The Yale Law Journal

Third Circuit Dissent Cites Vol. 128 Feature

Isabelle Hanna
15 Mar 2019

The Third Circuit in Scherer Design Group, LLC v. Ahead Engineering, LLC, No. 18-2835, 2019 WL 937176 (3d Cir. Feb. 25, 2019), considered whether the plaintiff employer’s access to a defendant employee’s Facebook account should have led the district court to refuse to grant a preliminary injunction under the unclean hands doctrine. The Third Circuit upheld the district court’s grant of the preliminary injunction because the alleged violation of the defendant’s privacy was not “directly related” to the plaintiff’s claim. Id. at *4. Judge Ambro, in his dissent, highlighted the highly intrusive nature of the employer’s alleged behavior. Id. at *9 (Ambro, J., dissenting).

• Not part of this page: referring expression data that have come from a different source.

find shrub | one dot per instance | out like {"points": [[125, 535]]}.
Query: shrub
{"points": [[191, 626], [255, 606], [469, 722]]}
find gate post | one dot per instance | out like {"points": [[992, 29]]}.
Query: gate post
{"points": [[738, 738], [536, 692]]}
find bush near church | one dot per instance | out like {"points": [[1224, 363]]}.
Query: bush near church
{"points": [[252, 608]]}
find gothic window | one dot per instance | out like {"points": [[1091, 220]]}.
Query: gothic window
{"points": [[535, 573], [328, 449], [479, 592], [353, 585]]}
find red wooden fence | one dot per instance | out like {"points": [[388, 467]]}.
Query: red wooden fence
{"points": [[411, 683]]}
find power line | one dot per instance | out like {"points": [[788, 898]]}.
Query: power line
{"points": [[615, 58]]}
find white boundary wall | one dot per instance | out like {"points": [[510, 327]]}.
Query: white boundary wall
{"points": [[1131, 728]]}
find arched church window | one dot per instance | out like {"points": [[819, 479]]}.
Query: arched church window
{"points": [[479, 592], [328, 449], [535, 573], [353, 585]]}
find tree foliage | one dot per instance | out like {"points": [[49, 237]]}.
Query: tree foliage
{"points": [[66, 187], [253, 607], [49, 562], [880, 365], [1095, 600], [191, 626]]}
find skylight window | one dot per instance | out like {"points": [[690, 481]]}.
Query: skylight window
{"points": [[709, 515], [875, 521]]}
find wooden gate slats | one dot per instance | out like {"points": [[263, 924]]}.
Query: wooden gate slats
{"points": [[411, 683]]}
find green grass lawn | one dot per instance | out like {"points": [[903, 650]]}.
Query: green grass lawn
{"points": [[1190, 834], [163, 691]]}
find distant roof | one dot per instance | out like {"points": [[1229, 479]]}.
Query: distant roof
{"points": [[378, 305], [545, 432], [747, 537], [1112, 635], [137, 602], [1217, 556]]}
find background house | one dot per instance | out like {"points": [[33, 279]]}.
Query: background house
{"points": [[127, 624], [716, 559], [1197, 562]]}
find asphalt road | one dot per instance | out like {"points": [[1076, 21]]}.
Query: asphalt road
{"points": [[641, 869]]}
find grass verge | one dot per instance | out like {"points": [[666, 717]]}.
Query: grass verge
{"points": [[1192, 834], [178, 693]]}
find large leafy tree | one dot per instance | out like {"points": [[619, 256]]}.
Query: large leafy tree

He cited a recent Yale Law Journal Feature to remark that accessing private communications is intrinsically harmful, regardless of whether the employer used the information obtained. Id. at *9 n.6. That Feature, GINA, Big Data, and the Future of Employee Privacy by Professors Bradley A. Areheart and Jessica L. Roberts, argues that GINA—a law initially designed to prevent genetic discrimination—provides a framework for future statutes protecting employees’ privacy in the era of big data.